W poszukiwaniu utraconego przez wirusową rzeczywistość świątecznego nastroju, postanowiłam zastosować terapię zajęciową. Przedświąteczne, blogowe porządki będą chyba na miejscu? Przyda się wirtualne odkurzanie zgromadzonych na tym blogu pamiątek i symboli minionych dni.
Na początek wspinam się do wysoko zawieszonej, kuchennej półki, na której pyszni się samowar. Stoi tam dumnie jak domowy pomnik handlowych relacji z najbardziej bratnim krajem – Związkiem Socjalistycznych Republik Radzieckich. Okaz pochodzi prawdopodobnie z podróży Pociągiem Przyjaźni kursującym dla zacieśniania więzi między narodami. Nie, nie! To nie ja podróżowałam w handlowej przyjaźni! Z powodu braku kupieckiego drygu skorzystałam jedynie z możliwości odkupienia przedmiotu od bardziej przedsiębiorczych osób. Samowary były modne. Służyły niekoniecznie do serwowania herbaty, ale do dekoracji jak najbardziej. Ten, prezentowany tu okaz jest w stanie dziewiczym! Nigdy nie zagotował herbaty choć wyposażony jest w calutki niezbędny osprzęt: kabel z płaską wtyczką, czajniczek i wszelkie zaworki. Tak sobie myślę, że moda na samowary korespondowała z popularnością muzycznych przebojów ówczesnych idoli:
- Czesław Niemen i jego „Włóczęga”
- Niebiesko-Czarni - „Kałakolczyk” *
- Halina Kunicka – „To były piękne dni” *
- chętnie wykonywane i słuchane ballady Bułata Okudżawy
Mieliśmy kochać Związek Radziecki? Więc polubiliśmy elementy jego kultury i to akurat wyszło nam na dobre.

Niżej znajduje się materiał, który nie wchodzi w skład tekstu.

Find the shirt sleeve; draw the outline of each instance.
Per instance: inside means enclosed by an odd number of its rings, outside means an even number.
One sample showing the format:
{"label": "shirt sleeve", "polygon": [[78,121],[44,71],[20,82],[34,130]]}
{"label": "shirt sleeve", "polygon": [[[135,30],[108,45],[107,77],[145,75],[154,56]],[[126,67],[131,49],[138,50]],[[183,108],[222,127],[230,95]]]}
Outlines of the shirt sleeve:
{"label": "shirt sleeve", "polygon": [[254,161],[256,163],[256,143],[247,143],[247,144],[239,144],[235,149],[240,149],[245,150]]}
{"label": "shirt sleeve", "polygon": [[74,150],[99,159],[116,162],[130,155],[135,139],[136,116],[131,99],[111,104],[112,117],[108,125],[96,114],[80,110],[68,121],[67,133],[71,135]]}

Ostatecznie do klimatu samowarowego można by zaliczyć także „Kulig” Skaldów :) Po szalonej szarży na śniegu wszak dobrze znaleźć się w cieple syczącego parą samowara?
A może filiżanka kawy?
Obok samowara stoi przecież starodawny, skromniutki ekspresik do kawy. To pamiątka z wakacji nad Balatonem. Ach, produkt nieomal luksusowy zważywszy, że w Polsce powszechnym sposobem parzenia kawy było proste zalewanie zmielonych ziarenek wrzątkiem. Wystarczyło potem zamieszać płyn łyżeczką i cieszyć się powstającą na powierzchni kawową pianką :). Węgierski ekspresik wytwarzał aromatyczny napar pozostawiając fusy w swoim wnętrzu, a więc była to miła odmiana i powód do dumy jego właściciela. Pewną niedogodnością tego urządzenia była konieczność posiadania kabelka z płaską wtyczką typową dla starych modeli żelazek. Taki kabel należało mieć bo zakup nowego bywał dość trudny. Kłopotów z kabelkiem doświadczyłam osobiście co opisane zostało w notce Jesienna kawa z refleksją . W tekście tym prezentowany jest kolejny, godny odkurzenia przedmiot – młynek do kawy.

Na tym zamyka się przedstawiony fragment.